Mais du même coup, si l’on situe bien l’éthique sur l’axe du symbolique et non de l’imaginaire, on ne peut plus faire le contresens qui consisterait à comprendre : « Ne cède pas sur ta jouissance ». Non seulement l’éthique de l’analyse n’appelle pas à la
jouissance tout azimut ; mais elle entend justement se démarquer
de la perversion, là où précisément on cède sur le désir pour garder intact l’accès à la jouissance.
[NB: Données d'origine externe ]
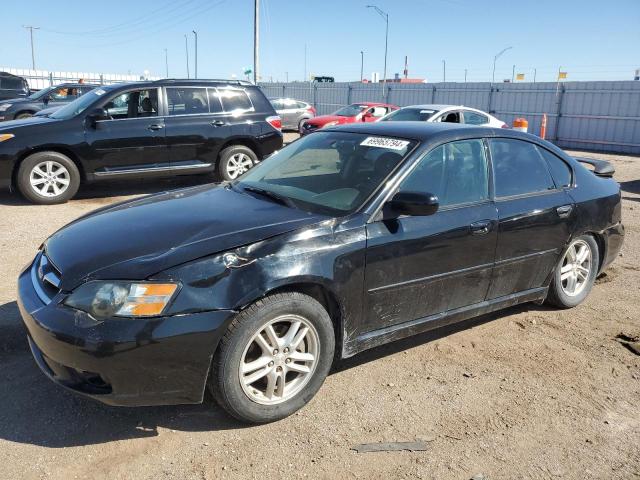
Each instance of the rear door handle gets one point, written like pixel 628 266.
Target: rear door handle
pixel 564 211
pixel 481 227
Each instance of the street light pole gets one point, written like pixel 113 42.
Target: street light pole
pixel 498 55
pixel 196 60
pixel 256 42
pixel 385 16
pixel 33 55
pixel 166 63
pixel 186 50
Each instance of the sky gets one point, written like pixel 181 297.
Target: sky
pixel 589 39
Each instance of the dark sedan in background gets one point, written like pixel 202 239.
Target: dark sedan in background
pixel 344 240
pixel 59 95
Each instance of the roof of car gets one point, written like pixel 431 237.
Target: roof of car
pixel 423 131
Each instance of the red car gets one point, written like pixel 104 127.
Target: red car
pixel 357 112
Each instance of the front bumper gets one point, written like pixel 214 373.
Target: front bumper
pixel 128 362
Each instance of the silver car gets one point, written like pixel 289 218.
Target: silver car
pixel 292 112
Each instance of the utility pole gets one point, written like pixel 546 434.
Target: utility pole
pixel 256 42
pixel 196 59
pixel 385 16
pixel 166 63
pixel 186 50
pixel 33 55
pixel 497 56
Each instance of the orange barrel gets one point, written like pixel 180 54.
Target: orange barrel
pixel 520 124
pixel 543 126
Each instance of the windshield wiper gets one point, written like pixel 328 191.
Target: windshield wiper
pixel 286 201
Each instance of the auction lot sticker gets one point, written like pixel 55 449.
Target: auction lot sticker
pixel 382 142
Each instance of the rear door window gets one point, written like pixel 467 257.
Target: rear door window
pixel 187 100
pixel 519 168
pixel 473 118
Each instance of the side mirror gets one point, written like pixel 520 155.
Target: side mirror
pixel 416 204
pixel 95 115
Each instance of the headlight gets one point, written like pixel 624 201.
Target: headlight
pixel 330 124
pixel 122 299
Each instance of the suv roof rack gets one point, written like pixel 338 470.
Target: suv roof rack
pixel 204 80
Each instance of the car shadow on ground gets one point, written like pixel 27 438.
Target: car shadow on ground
pixel 104 192
pixel 35 411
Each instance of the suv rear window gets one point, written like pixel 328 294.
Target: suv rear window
pixel 234 99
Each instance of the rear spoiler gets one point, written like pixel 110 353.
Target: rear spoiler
pixel 601 168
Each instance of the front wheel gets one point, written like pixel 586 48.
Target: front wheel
pixel 234 161
pixel 48 177
pixel 273 358
pixel 575 273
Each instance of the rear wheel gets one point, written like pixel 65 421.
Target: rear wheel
pixel 575 273
pixel 235 160
pixel 48 177
pixel 273 358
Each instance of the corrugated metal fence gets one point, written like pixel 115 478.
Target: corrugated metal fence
pixel 601 116
pixel 38 79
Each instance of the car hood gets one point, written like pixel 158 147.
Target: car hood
pixel 324 119
pixel 11 125
pixel 136 239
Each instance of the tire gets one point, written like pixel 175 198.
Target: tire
pixel 234 161
pixel 58 176
pixel 249 401
pixel 583 273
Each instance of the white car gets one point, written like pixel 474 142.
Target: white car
pixel 444 113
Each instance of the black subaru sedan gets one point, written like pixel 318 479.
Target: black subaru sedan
pixel 344 240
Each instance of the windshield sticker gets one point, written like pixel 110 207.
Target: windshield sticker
pixel 391 143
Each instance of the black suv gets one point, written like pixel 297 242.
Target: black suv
pixel 56 96
pixel 142 129
pixel 12 86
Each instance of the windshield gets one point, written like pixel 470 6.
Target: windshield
pixel 409 114
pixel 328 172
pixel 40 93
pixel 78 106
pixel 350 110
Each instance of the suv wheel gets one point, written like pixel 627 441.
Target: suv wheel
pixel 575 273
pixel 273 358
pixel 235 160
pixel 48 177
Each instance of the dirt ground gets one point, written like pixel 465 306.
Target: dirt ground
pixel 530 392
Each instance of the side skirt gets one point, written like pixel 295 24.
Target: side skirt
pixel 396 332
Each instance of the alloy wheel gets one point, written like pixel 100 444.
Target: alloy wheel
pixel 279 360
pixel 576 268
pixel 49 178
pixel 237 164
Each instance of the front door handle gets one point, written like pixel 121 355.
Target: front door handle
pixel 481 227
pixel 564 211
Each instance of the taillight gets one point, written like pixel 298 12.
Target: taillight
pixel 275 121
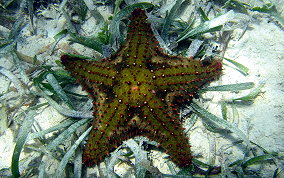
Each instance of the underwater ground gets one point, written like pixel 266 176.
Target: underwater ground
pixel 235 126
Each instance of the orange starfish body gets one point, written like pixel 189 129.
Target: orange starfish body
pixel 138 92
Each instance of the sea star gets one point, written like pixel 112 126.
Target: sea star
pixel 138 92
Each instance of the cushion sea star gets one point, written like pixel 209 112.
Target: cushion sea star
pixel 138 92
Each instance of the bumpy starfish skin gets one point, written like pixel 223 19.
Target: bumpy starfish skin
pixel 138 92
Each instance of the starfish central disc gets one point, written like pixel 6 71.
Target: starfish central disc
pixel 138 91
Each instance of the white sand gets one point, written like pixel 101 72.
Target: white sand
pixel 260 49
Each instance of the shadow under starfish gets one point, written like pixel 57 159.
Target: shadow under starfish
pixel 138 92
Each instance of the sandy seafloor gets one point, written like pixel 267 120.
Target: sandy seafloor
pixel 261 49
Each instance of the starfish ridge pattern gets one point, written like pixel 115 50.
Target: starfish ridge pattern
pixel 138 92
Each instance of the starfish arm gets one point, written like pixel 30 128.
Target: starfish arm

. Dans le fond, le Séminaire VII vise à éviter que, dans la relation analytique, le psychanalyste ne vienne occuper la position du
pervers en empêchant l’analysant d’émerger comme sujet d’un
désir inconscient. Du même coup, on comprend que sa lecture
peut être utile à des professionnels qui travaillent dans les relations
humaines (formateurs, travailleurs sociaux, éducateurs, enseignants, médecins, pasteurs, etc). Il appartient alors à ces derniers
de serrer de plus près leur propre travail pour mesurer en quoi ils
sont concernés partiellement par la position de l’analyste selon
Lacan : ne pas « pervertir » la relation, être au service de leurs
consultants respectifs et non de leur propre jouissance.
NOTES
1 - Le Séminaire VII, Paris, Seuil, 1986, p. 11.
2 - Éros et civilisation, Contribution à Freud, Paris, éd. de minuit, 1968.
3 - Cf. entre autres Les Confessions.
4 - Cf. ANSALDI Jean, « L’éthique théologique à distance de l’obsessionalité et
de la perversion », in Études théologiques et religieuses, 1997/73, p. 409 ss.